Search code examples
rfunctiondataframetypesassign

Is it possible to keep the datatype while using assign inside a function in r?


My first post here so please tell me if I'm missing any important information.

I am handling a lot of data in form of time(1:30=rowID) vs value all stored in a number of dataframes and I need to keep it as a data.frame. I wrote a function that gets dataframes from my global environment and sorts the columns in each set into new data frames depending on their values.

So I start with a list of names of my data frames as input for my function and then end with assigning the created new dataframes to my global environment while using the assign function. The dataframes I get all are 30 rows long, but have different column length depending on how often a case appears in a dataset. The names of each dataframe represent one data set and the column names inside represent one timeline.

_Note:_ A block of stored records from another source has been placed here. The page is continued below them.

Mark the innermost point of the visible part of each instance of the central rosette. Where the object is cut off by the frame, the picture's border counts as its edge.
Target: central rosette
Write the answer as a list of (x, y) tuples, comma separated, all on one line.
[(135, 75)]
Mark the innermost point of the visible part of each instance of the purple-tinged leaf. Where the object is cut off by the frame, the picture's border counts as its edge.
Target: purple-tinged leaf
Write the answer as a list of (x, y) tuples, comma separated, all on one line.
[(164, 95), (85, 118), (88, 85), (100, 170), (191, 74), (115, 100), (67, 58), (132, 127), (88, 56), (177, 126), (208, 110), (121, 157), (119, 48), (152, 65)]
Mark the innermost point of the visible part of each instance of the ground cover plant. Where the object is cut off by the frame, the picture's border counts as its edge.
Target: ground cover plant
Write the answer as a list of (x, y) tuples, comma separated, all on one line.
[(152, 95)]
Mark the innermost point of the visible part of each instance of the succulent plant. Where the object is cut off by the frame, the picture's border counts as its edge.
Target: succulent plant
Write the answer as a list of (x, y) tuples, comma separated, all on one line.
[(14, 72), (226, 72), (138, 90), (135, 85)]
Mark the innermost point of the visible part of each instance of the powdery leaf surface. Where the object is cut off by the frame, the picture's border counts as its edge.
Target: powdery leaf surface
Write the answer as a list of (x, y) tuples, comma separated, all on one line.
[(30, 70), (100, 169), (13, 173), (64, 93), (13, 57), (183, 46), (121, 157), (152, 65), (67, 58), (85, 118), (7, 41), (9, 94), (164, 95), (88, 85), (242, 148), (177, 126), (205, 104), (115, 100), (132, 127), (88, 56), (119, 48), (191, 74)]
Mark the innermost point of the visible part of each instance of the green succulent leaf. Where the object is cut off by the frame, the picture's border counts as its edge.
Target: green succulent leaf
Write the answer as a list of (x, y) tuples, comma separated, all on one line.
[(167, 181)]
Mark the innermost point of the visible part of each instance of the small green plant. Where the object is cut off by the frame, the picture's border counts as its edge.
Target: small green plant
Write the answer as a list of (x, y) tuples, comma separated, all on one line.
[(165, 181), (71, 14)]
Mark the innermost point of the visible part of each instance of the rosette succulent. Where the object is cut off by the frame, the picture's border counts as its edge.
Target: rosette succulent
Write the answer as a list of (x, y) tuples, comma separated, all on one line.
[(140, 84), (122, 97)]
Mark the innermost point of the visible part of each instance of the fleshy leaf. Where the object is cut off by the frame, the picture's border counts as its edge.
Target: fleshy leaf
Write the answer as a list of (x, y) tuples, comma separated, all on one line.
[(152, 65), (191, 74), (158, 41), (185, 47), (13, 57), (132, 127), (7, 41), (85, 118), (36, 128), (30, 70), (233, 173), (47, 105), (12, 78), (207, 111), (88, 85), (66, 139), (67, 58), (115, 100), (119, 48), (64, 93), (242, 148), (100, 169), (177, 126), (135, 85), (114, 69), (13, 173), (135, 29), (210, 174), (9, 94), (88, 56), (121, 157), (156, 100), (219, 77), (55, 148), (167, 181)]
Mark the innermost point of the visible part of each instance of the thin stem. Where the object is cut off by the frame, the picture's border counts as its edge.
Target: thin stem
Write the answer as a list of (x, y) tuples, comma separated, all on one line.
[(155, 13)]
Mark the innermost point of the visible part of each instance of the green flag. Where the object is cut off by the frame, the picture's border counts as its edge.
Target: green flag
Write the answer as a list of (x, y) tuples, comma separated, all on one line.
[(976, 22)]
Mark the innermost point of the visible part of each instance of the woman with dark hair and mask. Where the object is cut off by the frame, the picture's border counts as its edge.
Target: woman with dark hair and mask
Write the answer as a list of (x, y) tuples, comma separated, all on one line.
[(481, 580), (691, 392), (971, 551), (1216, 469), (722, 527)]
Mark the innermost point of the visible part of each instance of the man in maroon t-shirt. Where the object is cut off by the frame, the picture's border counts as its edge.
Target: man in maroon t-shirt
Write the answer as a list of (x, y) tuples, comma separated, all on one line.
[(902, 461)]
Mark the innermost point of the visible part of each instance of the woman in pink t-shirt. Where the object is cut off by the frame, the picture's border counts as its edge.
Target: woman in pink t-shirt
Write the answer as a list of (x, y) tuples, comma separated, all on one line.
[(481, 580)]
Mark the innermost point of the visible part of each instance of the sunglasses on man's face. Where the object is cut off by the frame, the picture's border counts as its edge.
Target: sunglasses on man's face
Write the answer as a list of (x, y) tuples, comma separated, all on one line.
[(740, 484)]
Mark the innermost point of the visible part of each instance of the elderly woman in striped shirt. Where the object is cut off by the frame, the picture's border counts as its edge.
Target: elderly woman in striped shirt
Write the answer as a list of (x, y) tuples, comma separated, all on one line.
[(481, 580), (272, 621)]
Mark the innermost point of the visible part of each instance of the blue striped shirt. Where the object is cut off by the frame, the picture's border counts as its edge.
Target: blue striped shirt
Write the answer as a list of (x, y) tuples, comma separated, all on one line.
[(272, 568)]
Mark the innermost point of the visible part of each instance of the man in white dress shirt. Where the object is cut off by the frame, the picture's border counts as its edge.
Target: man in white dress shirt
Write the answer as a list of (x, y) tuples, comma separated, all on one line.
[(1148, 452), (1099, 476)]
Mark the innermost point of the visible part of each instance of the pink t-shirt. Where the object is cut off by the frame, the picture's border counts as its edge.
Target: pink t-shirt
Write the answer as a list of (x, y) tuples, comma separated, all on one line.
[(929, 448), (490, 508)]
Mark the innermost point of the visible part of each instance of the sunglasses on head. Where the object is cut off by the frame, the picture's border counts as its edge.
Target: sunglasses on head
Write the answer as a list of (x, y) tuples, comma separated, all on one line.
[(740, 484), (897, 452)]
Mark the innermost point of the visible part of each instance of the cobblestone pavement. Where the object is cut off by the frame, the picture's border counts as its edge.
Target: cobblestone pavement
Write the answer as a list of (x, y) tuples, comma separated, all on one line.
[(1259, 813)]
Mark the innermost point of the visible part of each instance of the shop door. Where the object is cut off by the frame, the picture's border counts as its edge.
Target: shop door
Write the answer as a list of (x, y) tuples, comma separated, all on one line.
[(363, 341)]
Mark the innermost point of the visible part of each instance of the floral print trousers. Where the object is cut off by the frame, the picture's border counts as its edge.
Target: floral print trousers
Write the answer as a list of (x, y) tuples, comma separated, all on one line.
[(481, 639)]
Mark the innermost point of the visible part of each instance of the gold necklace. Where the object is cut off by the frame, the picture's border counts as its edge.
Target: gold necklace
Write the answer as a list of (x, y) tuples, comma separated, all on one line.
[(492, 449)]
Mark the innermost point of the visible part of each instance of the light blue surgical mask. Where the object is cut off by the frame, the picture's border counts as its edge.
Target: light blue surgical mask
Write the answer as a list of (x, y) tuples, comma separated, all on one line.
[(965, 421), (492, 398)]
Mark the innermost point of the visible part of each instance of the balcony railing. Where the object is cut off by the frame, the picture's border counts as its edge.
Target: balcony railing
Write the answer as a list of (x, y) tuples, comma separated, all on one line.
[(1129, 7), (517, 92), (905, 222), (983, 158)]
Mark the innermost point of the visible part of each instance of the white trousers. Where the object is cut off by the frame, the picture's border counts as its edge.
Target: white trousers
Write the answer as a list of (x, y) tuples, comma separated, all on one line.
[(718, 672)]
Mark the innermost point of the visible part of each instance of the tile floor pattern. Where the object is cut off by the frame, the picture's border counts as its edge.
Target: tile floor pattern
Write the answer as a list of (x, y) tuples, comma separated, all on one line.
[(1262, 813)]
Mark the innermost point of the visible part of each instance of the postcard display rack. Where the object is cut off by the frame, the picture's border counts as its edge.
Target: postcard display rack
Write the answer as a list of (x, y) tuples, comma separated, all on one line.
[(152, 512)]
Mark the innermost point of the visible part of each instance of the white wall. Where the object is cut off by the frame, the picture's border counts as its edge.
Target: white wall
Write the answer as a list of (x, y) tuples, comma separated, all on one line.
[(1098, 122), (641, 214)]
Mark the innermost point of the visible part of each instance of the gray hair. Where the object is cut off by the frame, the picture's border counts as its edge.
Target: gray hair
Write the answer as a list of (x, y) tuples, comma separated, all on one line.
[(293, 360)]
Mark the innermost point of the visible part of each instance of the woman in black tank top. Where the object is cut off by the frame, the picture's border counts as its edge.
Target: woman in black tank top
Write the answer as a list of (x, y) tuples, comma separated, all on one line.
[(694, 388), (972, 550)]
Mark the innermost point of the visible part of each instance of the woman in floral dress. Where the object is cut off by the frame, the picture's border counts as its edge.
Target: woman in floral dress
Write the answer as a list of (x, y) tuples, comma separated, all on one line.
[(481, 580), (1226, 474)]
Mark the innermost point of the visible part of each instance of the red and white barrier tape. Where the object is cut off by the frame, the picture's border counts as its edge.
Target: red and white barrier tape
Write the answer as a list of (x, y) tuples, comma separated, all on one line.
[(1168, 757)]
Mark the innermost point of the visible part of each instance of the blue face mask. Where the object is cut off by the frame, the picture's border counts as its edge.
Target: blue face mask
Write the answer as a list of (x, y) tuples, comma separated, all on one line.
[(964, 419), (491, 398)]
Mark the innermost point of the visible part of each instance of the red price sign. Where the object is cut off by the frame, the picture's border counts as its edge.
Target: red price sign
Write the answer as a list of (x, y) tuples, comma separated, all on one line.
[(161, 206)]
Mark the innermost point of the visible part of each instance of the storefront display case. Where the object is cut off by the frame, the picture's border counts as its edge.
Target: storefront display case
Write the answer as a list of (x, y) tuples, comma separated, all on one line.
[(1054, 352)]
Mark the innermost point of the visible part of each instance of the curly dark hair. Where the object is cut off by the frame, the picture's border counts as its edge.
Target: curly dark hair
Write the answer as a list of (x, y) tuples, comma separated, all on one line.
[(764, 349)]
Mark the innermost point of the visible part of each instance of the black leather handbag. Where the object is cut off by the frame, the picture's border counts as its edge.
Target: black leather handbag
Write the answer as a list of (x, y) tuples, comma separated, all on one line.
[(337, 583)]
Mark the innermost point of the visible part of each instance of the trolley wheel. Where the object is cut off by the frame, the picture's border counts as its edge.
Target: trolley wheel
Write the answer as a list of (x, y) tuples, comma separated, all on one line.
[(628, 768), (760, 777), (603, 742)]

I use data frames, so I don't loose the information of the column name.

This works for having 0 cases and everything above 1. But if a data.frame ends up with only one column and I use the assign function it appears as a vector in my global environment instead of a data frame. Therefore I loose the name of the column and my other functions that only use data frames stop at such a case and throw errors.

Here is a basic example of my problem:

#create two datasets with different cases
data1 <- data.frame(matrix(nrow=30, ncol=5))
data1[1] <- c(rep(1,each=30))
data1[2] <- c(rep(5, each=30))
data1[3] <- c(rep(5, each=30))
data1[4] <- c(rep(10, each=30))
data1[5] <- c(rep(10, each=30))

data2 <- data.frame(matrix(nrow=30, ncol=6))
data2[1] <- c(rep(5,each=30))
data2[2] <- c(rep(1, each=30))
data2[3] <- c(rep(1, each=30))
data2[4] <- c(rep(0, each=30))
data2[5] <- c(rep(0, each=30))
data2[6] <- c(rep(10, each=30))

#create list with names of datasets
names <- c('data1','data2')

#function for sorting
examplefunction <- function(VarNames) {
  for (i in 1:length(VarNames)) {
    #get current dataset
    name <- VarNames[i]
    data <- get(VarNames[i])

    #create new empty data.frames for sorting
    data.0 <- data.frame(matrix(nrow=30))
    name.data.0 <- paste(name,"0", sep=".")
    c.0 = 2 #start at second column, since first doesn't like the colname later
    data.1 <- data.frame(matrix(nrow=30))
    name.data.1 <- paste(name,"1", sep=".")
    c.1 = 2
    data.5 <- data.frame(matrix(nrow=30))
    name.data.5 <- paste(name,"5", sep=".")
    c.5 = 2
    data.10 <- data.frame(matrix(nrow=30))
    name.data.10 <- paste(name,"10", sep=".")
    c.10 = 2

    #sort data into new different data.frames
    for (c in 1:ncol(data)) {

      if(data[1,c]==0) {
        data.0[c.0] = data[c]
        c.0 = c.0 +1
      }
      else if(data[1,c]==1) {
        data.1[c.1] = data[c]
        c.1 = c.1 +1
      }
      else if(data[1,c]==5) {
        data.5[c.5] = data[c]
        c.5 = c.5 +1
      }
      else if(data[1,c]==10) {
        data.10[c.10] = data[c]
        c.10 = c.10 +1
      }
      else (stop="new values")
    }

    #remove first column with weird name
    data.0 <- data.0[,-1] 
    data.1 <- data.1[,-1] 
    data.5 <- data.5[,-1] 
    data.10 <- data.10[,-1] 

    #assign data frames to global environment
    assign(name.data.0, data.0, envir = .GlobalEnv)
    assign(name.data.1, data.1, envir = .GlobalEnv)
    assign(name.data.5, data.5, envir = .GlobalEnv)
    assign(name.data.10, data.10, envir = .GlobalEnv)

  }
}

#function call
examplefunction(names)

As explained before, if you run this you will end up with data frames of 0 variables and >1 variables. And three vectors, where the data frame had only one column.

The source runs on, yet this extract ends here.